YAP1-TEAD4-DKK1 is an effective target for inhibiting radiation resistance in esophageal squamous carcinoma and activation of the pathway may be related to poor prognosis of patients

Abstract

Abstract Background The resistance to radiationtherapy is responsible for the poor prognosis of ESCC(esophageal squamous cell carcinoma). Our previous clinical study confirmed that YAP1 gene amplification is one of the poor prognostic indicators of radical chemoradiotherapy for ESCC. However, the underlying mechanism by which YAP1 mediates radio-resistance still remained poorly understood.
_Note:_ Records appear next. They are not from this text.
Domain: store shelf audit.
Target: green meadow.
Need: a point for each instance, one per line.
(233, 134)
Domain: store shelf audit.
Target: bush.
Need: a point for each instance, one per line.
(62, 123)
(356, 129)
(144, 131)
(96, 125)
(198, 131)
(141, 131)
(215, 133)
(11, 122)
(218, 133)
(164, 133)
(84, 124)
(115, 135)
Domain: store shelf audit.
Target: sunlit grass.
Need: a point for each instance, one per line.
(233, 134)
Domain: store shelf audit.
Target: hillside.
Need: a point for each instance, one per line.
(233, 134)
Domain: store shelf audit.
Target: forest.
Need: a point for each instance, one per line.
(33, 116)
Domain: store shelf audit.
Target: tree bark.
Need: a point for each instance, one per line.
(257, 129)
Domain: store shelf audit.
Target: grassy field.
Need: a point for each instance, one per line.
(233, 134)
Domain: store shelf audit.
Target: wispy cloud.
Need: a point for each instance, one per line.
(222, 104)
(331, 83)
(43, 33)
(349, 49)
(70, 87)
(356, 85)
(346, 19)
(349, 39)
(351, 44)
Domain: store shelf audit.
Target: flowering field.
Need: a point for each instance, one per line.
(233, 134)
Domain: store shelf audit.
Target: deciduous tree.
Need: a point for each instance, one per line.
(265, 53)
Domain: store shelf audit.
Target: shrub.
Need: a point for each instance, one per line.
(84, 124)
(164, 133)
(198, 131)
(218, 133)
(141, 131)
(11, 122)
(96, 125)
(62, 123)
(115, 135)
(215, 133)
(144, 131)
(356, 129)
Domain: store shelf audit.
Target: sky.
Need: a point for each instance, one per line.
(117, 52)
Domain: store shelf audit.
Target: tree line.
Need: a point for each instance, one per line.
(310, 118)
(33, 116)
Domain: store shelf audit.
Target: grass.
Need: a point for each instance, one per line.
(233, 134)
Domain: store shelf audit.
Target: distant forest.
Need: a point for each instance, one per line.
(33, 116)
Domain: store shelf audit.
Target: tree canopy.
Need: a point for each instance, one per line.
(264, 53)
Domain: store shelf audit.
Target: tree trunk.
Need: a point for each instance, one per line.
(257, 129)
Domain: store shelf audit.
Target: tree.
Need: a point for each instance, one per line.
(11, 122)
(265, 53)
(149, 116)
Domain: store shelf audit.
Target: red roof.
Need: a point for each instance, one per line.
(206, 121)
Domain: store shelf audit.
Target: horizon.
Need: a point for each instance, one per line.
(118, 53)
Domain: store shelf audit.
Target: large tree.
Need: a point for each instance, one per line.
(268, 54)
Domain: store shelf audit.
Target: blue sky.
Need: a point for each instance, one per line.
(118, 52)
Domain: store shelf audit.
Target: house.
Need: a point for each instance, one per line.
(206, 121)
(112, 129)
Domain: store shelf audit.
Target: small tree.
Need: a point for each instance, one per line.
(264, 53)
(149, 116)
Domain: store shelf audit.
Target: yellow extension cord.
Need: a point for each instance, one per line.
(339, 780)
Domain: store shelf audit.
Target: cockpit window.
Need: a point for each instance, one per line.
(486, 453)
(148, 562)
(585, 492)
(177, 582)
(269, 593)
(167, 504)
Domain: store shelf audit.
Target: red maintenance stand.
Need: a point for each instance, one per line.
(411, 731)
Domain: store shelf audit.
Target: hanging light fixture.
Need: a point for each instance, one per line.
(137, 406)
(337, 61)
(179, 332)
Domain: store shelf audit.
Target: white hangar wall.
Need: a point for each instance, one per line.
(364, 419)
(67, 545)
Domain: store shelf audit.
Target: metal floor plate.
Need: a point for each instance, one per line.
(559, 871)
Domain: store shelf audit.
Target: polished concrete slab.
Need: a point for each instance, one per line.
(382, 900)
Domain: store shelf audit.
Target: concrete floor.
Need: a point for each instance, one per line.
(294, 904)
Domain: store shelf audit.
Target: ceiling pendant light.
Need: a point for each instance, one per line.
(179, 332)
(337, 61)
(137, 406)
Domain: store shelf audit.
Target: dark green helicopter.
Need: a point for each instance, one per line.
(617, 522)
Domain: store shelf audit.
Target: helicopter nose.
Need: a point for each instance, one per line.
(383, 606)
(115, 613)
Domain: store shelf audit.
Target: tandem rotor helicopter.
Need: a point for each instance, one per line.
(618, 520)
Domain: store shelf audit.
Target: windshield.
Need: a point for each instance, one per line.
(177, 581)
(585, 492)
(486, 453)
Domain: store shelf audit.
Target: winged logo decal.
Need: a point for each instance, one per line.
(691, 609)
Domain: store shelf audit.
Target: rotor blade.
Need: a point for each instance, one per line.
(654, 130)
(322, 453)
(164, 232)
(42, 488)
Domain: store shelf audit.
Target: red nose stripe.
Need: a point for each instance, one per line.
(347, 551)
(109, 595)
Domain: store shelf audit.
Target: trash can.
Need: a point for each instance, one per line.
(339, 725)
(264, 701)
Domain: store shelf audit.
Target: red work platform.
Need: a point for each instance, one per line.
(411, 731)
Here we aim to explore the combined guiding value and related action mechanism of YAP1 and its downstream target gene Dickkopf-related protein 1(DKK1) in the treatment of ESCC. Methods We collected the clinical information and tissues of 94 ESCC patients and histodochemistry and survival analysis were performed.Using Western, co-IP, CHIP and luciferase experiments to verify the expression and regulatory relationship of YAP1 and DKK1. We also performed cell viability, transwell, Immunofluorescence of γ-H2AX and clonogenic assay to investigate the proliferation capacity and radiation sensitivity of KYSE510 cells and KYSE150 cells after lentiviral-transfected cell lines were constructed. Finally, Tumor growth curves of mices were used to verify the relationship between cell viability and radiation sensitivity. Results Cell experiments demonstrated that YAP1 overexpression promoted the malignant phenotype of ESCC cells and DNA damage repair to mediate radioresistance. In our present study, YAP1 and DKK1 were firstly found to have a synergistic predictive value for ESCC prognosis. Both knockdown YAP1 and application of YAP1 inhibitor repressed transcriptional activation of DKK1. The CHIP experiment and luciferase reporter showed that YAP1 activated DKK1 directly through its transcription factor TEAD4, which both affected the proliferation and migration ability of esophageal cancer cells. Moreover, the application of the YAP1 inhibitor CA3 combined with X-rays could significantly suppressed the xenograft tumor formation. Conclusion In conclusion, our study uncovers the role and mechanisms through which YAP1 and DKK1 as key regulators of radiotherapy resitance. YAP1/TEAD4 directly regulated the expression of DKK1, both participated in cell radioresistance, proliferation, migration and invasion and may be a potential joint predictor of ESCC.